Dangerous waters?


We didn’t swim with the piranhas on our trip into the Ecuadorian rain forest after all.  But, considering what other critters were in the water, that was probably a good choice!  This black caiman, somewhere between 2 and 3 meters long, surfaced close to the swimming area one afternoon.



He looked quite relaxed as he was floating in the afternoon heat.  Even the insect on his snout didn’t seem to bother him.  Looking down on him from the deck of the terrace was as close as I wanted to get.  I suspect he wouldn’t be so tranquil if he were to be disturbed!


I first encountered a black caiman on my first trip to the jungle back in 2006.   Mandy (my daughter) and I traveled to the Manu National Park and Biosphere Reserve in Peru.   From Cusco, we traveled for several hours by van and went as far as the road went into the Park.  From the village at the end of the road, we traveled by motorized canoe up the river toward camp for four hours.   The canoes seated approximately 20 people in rows of two or three people across.  There were no bathroom facilities aboard, so we were told to inform our guides if the necessity arose.  Of course, it did.  The canoe pilot pulled up along a sandy stretch of beach and we disembarked to do our business.  We walked a short way up the beach into the bushes.  When we emerged, people in the canoe were motioning for us to hurry back.  Once back in the canoe, our guide pointed out a large black caiman on the beach just a few yards from where we had been obliviously relieving ourselves!
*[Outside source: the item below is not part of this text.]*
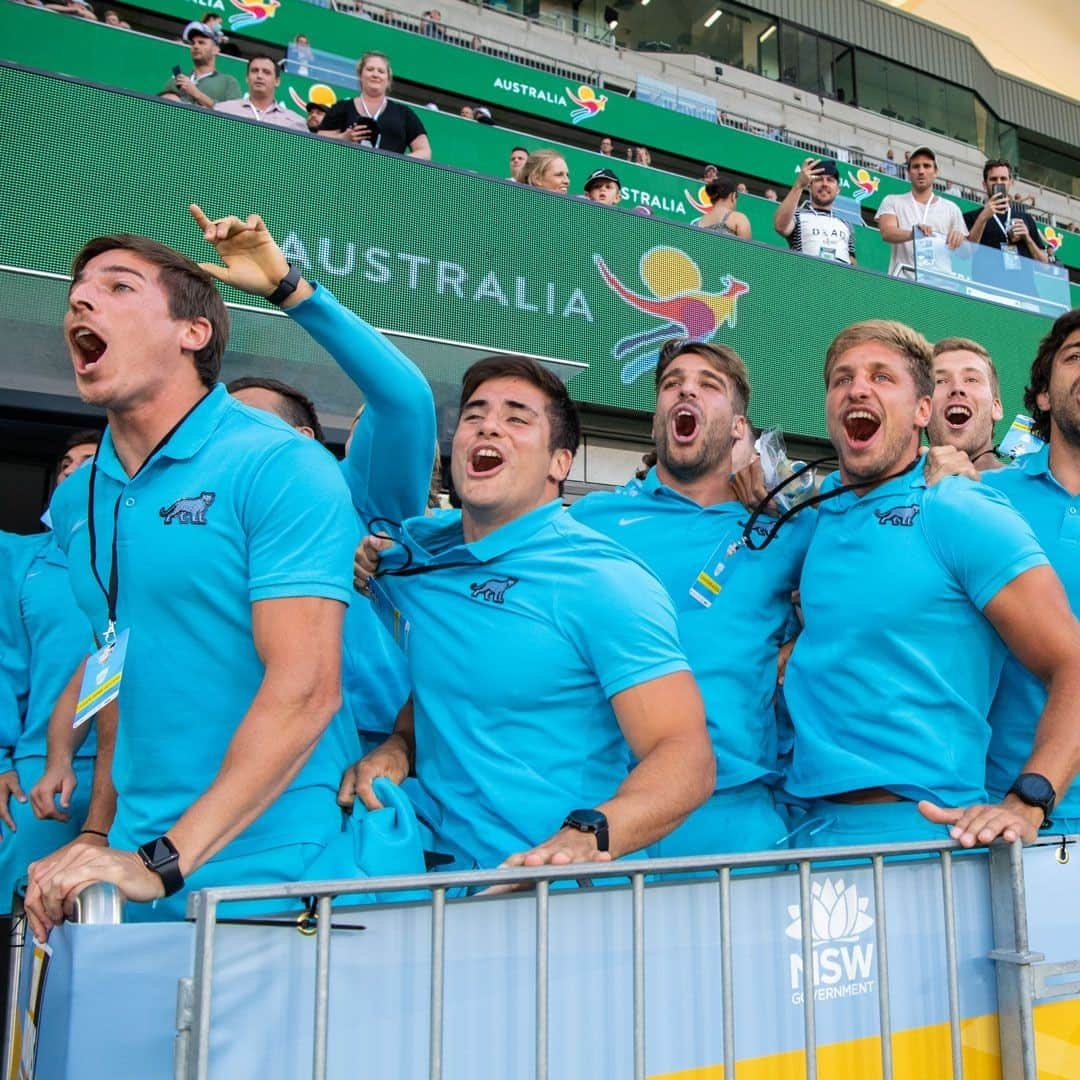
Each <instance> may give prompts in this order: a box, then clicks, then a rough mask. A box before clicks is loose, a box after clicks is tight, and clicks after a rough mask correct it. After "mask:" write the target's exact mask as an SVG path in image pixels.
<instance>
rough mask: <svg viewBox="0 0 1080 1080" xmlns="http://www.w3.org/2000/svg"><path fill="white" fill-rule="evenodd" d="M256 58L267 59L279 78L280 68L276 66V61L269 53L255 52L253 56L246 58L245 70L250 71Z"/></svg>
mask: <svg viewBox="0 0 1080 1080" xmlns="http://www.w3.org/2000/svg"><path fill="white" fill-rule="evenodd" d="M256 60H269V62H270V63H271V64H272V65H273V69H274V73H275V75H276V77H278V78H279V79H280V78H281V68H280V67H279V66H278V62H276V60H275V59H274V58H273V57H272V56H271V55H270V54H269V53H256V54H255V55H254V56H249V57H248V58H247V70H248V71H251V69H252V65H253V64H254V63H255V62H256Z"/></svg>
The Sacha Lodge in Ecuador, where Doug and I traveled last week, did have a separate swimming area caged off which would have separated us from such critters.  They installed it as giant otters have taken up residence in the lake and have been known to bite.  We didn’t see any of the otters, but I didn’t see any reason to invade their territory by swimming.


These lovely turtles were numerous and sunned themselves on logs.  Occasionally you heard a “plop” and knew they were off for a cooling swim.

IMG_0272We did go fishing for piranhas one afternoon.  We were given bamboo poles with a line, large hook and meat to use as bait.  As soon as the hook and bait hit the water, you could feel the nibbles.  For the most part, we fed the piranhas.  Our guide caught a couple of small ones.  I caught this one which was the largest of the day.


Later we found out another guest had caught two,  brought them to the cook, and had them with his dinner.  They are reported to be quite tasty, although rather bony.  I didn’t realize that was an option and released mine back into the lake.



  1. Wonderful to read! Thanks Karen. I can understand not wanting to go swimming with the piranhas n that caiman about. Although I could see myself wanting to poke at it with a large pole!